Por Alexandra Prado Coelho

O Palace Hotel, cenário de livros de Jorge Amado, local de visita obrigatória para a alta sociedade de Salvador da Bahia na década de 1950, cujos quartos receberam Pablo Neruda, Orson Welles ou Carmen Miranda, esteve fechado e em risco. Agora está de volta em grande estilo.

“No salão do Palace iam os dois a dançar, num tango de doçura e de volúpia, tão de jovens inocentes namorados e tão de lúbricos amantes.” No salão do Palace, Dona Flor dançou o tango com Vadinho na noite do seu aniversário. Mas “uma coisa dançar em festinha de aniversário, muito outra sair pelo salão do Palace nos apuros de um tango arrabalero, e logo aquele! […]. Saberia ainda dançá-lo tanto tempo depois, e, ao demais, nessa noite quase mágica quando vem ao Palace pela primeira vez?”.

O Palace Hotel era, nas primeiras décadas do século XX, um dos locais mais chiques da cidade de Salvador da Bahia, Brasil.

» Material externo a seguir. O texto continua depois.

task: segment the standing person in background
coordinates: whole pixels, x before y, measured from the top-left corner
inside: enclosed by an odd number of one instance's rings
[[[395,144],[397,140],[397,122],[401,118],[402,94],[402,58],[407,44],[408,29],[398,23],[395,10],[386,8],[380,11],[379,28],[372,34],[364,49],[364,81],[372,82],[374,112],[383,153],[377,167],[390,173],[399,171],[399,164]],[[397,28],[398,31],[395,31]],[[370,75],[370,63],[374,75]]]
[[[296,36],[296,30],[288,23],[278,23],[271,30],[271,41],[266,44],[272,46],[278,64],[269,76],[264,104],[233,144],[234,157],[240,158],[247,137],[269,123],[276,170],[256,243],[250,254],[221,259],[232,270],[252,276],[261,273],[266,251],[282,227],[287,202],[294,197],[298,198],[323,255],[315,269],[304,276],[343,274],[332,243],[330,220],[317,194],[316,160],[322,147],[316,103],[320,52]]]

Por isso, Dona Flor, que Jorge Amado imortalizou em Dona Flor e seus Dois Maridos, sonhava com aquela noite no Palace. 

“O hotel, aberto em 1924, foi construído pelo comendador Martins Catharino, o homem mais rico da cidade, um Rockefeller da época”, conta António Mazzafera. “A cidade de Salvador chamava-se então Bahia e ele construiu-o para os coronéis do cacau que moravam em Ilhéus e Itabuna e vinham com frequência para cá. Foi o hotel mais luxuoso da cidade e é considerado uma das jóias Art Deco da Bahia.”

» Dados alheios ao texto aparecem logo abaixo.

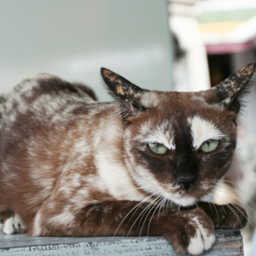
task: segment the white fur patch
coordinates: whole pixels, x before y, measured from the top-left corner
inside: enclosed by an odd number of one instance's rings
[[[167,123],[163,124],[160,126],[152,129],[150,122],[143,124],[142,126],[143,136],[139,136],[138,139],[147,143],[159,143],[165,145],[169,149],[175,149],[173,135],[171,131],[166,131],[166,127],[168,125]],[[148,133],[148,135],[143,137],[143,135],[147,133]]]
[[[188,119],[191,125],[191,135],[193,137],[193,147],[198,149],[200,146],[209,139],[219,140],[224,134],[211,121],[195,115]]]
[[[42,228],[41,228],[41,212],[38,212],[33,226],[33,236],[38,236],[41,235]]]
[[[23,223],[20,215],[18,215],[17,213],[15,213],[14,227],[15,227],[15,230],[17,230],[17,231],[20,231],[20,229],[21,229],[24,231],[27,230],[26,225]]]
[[[13,216],[4,222],[4,224],[3,224],[3,234],[11,235],[15,233],[14,223],[15,219]]]
[[[193,255],[201,254],[204,250],[211,248],[215,241],[214,234],[207,234],[197,217],[193,218],[192,222],[196,224],[195,236],[190,239],[188,252]]]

Estamos a almoçar no restaurante do recém-aberto Fera Palace Hotel de Salvador e António Mazzafera é um dos homens por trás do renascimento deste ícone da cidade, fechado durante mais de dez anos e ameaçado de ruína, que reabriu portas em Fevereiro deste ano. Hoje, o Palace recuperou a sua velha glória e ergue-se majestoso e elegante aos olhos de quem sobe a Rua Chile — a mais antiga da cidade (1549) e a primeira construída pelos portugueses no Brasil (por ordem de Tomé de Sousa, o primeiro governador-geral do Brasil, que encomendou o plano da cidade ao arquitecto Luís Dias), que anteriormente foi chamada Rua Direita do Palácio e Rua Direita do Mercador. 

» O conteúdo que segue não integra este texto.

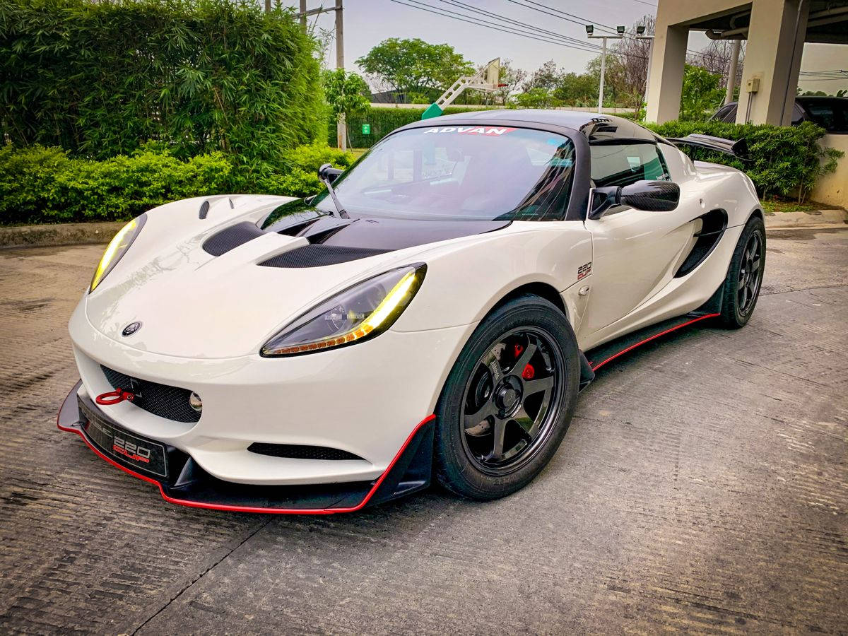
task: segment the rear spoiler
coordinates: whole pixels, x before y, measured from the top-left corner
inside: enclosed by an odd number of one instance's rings
[[[749,160],[748,142],[745,139],[732,141],[722,139],[720,137],[711,135],[692,134],[682,137],[667,137],[667,141],[675,146],[693,146],[702,148],[707,150],[714,150],[717,153],[724,153],[743,160]]]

O comendador Martins Catharino tinha ido a Nova Iorque e encantara-se com o Flatiron Building da 5ª Avenida. E assim a Bahia viu nascer o edifício, também ele triangular, avançando como a proa de um navio pela Rua Chile. “Nos anos 1930, 40, 50, a Rua Chile estava no seu auge”, continua António Mazzafera. “Todo o mundo vinha para cá, era onde as pessoas da cidade passeavam.” Carmen Miranda, Pablo Neruda, Orson Welles, todos ficavam instalados no Palace. Que era, claro, poiso obrigatório dos paparazzi, empenhados em não perder a foto da próxima estrela a cruzar a porta do hotel.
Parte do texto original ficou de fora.